The Electoral Commission subsequently decided to open campaigning with a warning to the 11 parties contesting the vote.

“Our message to the political parties is that they should adhere and conduct political campaigns according to the Malawi electoral laws that [among others] prohibit the use of abusive language, defamatory language and violence," said Reverend Emanuel Chikwita Phiri, MEC’s commissioner.

The commission, he added, is in league with law enforcement and prepared to deal with any politician who violates elections laws.

“We can do what is known as administrative justice; like a football referee we blow the whistle and we simply tell the one who has violated the laws 'stop doing that.' We have a second stage where we can call them, in front of their peers, ‘the name and shame’. There is another step where we can actually stop a candidate from continuing in the electoral process if those violations are continuing," he said.

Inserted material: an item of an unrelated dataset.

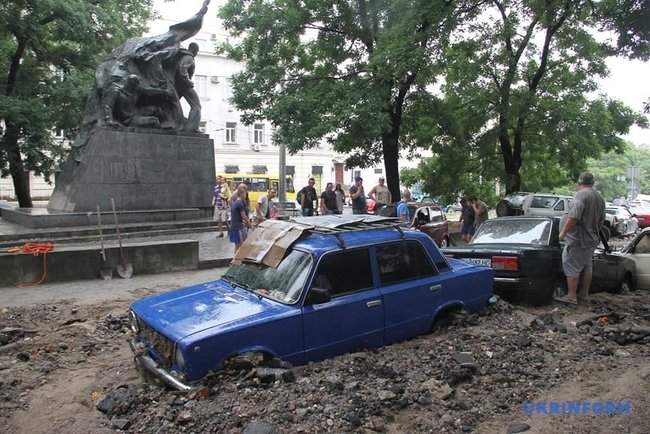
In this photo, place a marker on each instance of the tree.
(50, 49)
(341, 70)
(520, 90)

Several political parties were quick to pledge to abide by the MEC’s call for a peaceful campaign period.

Paul Maulidi is the acting secretary general for the ruling People’s Party.

“In as far as our supporters are concerned, we have already issued a statement that they should refrain from using inflammatory languages and personalized attacks but they should instead concentrate on wanting to tell the people about what has People’s Party got in store for them," said Maulidi.

But the secretary general for the opposition Democratic Progressive Party, Jean Kalirani, says she is more concerned about fairness in a campaign where the ruling party has the advantage.

“The main challenge is that we have got one political party with all the resources, which are public resources, but they are being used for campaign. But here we have launched the campaign but nothing has been said about that," said Kalirani.

Kalirani alleges that state media, namely the Malawi Broadcasting Corporation (MBC), is a tool for the ruling party.

The MEC’s civic voter education chairwoman, Nancy Tembo, says this concern is being adequately addressed. She says her committee has already communicated the concerns from opposition parties to the MBC and that the broadcaster has pledge to be impartial and professional in the lead up to the elections.

Campaigning officially ends 48 hours before an estimated 7.5 million eligible voters cast ballots for president, the National Assembly and Councilors.

Several recent high-profile graft scandals are expected to dominate the campaigning.